Il est toujours bon de rappeler
que le Seigneur, « dans l’histoire du salut, a sauvé un peuple. Il n’y a pas
d’identité pleine sans l’appartenance à un peuple. C’est pourquoi personne
n’est sauvé seul, en tant qu’individu isolé, mais Dieu nous attire en prenant
en compte la trame complexe des relations interpersonnelles qui s’établissent
dans la communauté humaine : Dieu a voulu entrer dans une dynamique populaire,
dans la dynamique d’un peuple » (Exhort. ap. Gaudete
et Exsultate, n.6). Ainsi, le seul chemin que nous ayons pour répondre
à ce mal qui a gâché tant de vies est celui d’un devoir qui mobilise chacun
et appartient à tous comme peuple de Dieu. Cette conscience de nous sentir
membre d’un peuple et d’une histoire commune nous permettra de reconnaitre nos
péchés et nos erreurs du passé avec une ouverture pénitentielle susceptible
de nous laisser renouveler de l’intérieur. Tout ce qui se fait pour éradiquer
la culture de l’abus dans nos communautés sans la participation active de tous
les membres de l’Eglise ne réussira pas à créer les dynamiques nécessaires
pour obtenir une saine et effective transformation.

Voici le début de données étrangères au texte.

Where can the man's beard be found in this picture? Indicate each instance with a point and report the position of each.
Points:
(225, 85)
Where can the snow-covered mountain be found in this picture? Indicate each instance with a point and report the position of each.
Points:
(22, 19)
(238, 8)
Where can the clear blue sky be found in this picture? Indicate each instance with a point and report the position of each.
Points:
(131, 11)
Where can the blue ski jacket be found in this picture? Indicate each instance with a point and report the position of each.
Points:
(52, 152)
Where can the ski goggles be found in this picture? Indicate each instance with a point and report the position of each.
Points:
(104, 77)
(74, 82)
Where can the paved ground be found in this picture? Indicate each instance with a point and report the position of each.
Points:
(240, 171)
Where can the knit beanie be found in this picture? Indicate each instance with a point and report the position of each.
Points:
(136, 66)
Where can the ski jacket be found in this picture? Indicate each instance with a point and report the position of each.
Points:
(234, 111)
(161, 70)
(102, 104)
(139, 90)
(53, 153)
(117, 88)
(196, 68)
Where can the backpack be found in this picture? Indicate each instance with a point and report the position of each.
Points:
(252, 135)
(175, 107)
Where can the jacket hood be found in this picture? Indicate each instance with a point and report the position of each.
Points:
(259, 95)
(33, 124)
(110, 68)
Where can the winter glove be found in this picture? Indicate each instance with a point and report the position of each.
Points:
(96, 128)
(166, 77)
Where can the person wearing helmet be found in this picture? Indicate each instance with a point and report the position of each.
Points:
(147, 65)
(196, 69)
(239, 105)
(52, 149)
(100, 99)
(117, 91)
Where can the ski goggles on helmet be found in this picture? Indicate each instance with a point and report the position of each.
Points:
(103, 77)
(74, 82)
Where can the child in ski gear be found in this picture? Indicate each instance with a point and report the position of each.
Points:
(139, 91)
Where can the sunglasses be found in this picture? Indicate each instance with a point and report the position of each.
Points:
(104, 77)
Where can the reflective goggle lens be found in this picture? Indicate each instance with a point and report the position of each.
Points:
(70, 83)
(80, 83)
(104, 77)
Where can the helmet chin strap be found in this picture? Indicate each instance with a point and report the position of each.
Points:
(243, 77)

La dimension pénitentielle
du jeûne et de la prière nous aidera en tant que peuple de Dieu à nous
mettre face au Seigneur et face à nos frères blessés, comme des pécheurs
implorant le pardon et la grâce de la honte et de la conversion, et ainsi à
élaborer des actions qui produisent des dynamismes en syntonie avec
l’Evangile. Car « chaque fois que nous cherchons à revenir à la source pour
récupérer la fraîcheur originale de l’Évangile, surgissent de nouvelles
voies, des méthodes créatives, d’autres formes d’expression, des signes plus
éloquents, des paroles chargées de sens renouvelé pour le monde
d’aujourd’hui » (Exhort. ap. Evangelii Gaudium,
n.11).
Il est essentiel que, comme
Eglise, nous puissions reconnaitre et condamner avec douleur et honte les
atrocités commises par des personnes consacrées, par des membres du clergé,
mais aussi par tous ceux qui ont la mission de veiller sur les plus
vulnérables et de les protéger. Demandons pardon pour nos propres péchés et
pour ceux des autres. La conscience du péché nous aide à reconnaitre les
erreurs, les méfaits et les blessures générés dans le passé et nous donne
de nous ouvrir et de nous engager davantage pour le présent sur le chemin
d’une conversion renouvelée.
En même temps, la pénitence et
la prière nous aideront à sensibiliser nos yeux et notre cœur à la
souffrance de l’autre et à vaincre l’appétit de domination et de possession,
très souvent à l’origine de ces maux. Que le jeûne et la prière ouvrent nos
oreilles à la douleur silencieuse des enfants, des jeunes et des personnes
handicapées. Que le jeûne nous donne faim et soif de justice et nous pousse
à marcher dans la vérité en soutenant toutes les médiations judiciaires qui
sont nécessaires. Un jeûne qui nous secoue et nous fasse nous engager dans la
vérité et dans la charité envers tous les hommes de bonne volonté et envers
la société en général, afin de lutter contre tout type d’abus sexuel,
d’abus de pouvoir et de conscience.
De cette façon, nous pourrons
rendre transparente la vocation à laquelle nous avons été appelés d’être «
le signe et le moyen de l’union intime avec Dieu et de l’unité de tout le
genre humain » (Conc. Oecum. Vat.II, Lumen Gentium,
n.1).
« Si un membre souffre, tous les
membres souffrent avec lui », nous disait saint Paul. Au moyen de la prière et
de la pénitence, nous pourrons entrer en syntonie personnelle et communautaire
avec cette exhortation afin que grandisse parmi nous le don de la compassion,
de la justice, de la prévention et de la réparation. Marie a su se tenir au
pied de la croix de son fils. Elle ne l’a pas fait de n’importe quelle manière
mais bien en se tenant fermement debout et à son coté. Par cette attitude,
elle exprime sa façon de se tenir dans la vie. Lorsque nous faisons
l’expérience de la désolation que nous causent ces plaies ecclésiales, avec
Marie il est nous bon «de donner plus de temps à la prière » (S. Ignace de
Loyola, Exercices Spirituels, 319), cherchant à grandir davantage dans l’amour
et la fidélité à l’Eglise. Elle, la première disciple, montre à nous tous
qui sommes disciples comment nous devons nous comporter face à la souffrance
de l’innocent, sans fuir et sans pusillanimité. Contempler Marie c’est
apprendre à découvrir où et comment le disciple du Christ doit se tenir.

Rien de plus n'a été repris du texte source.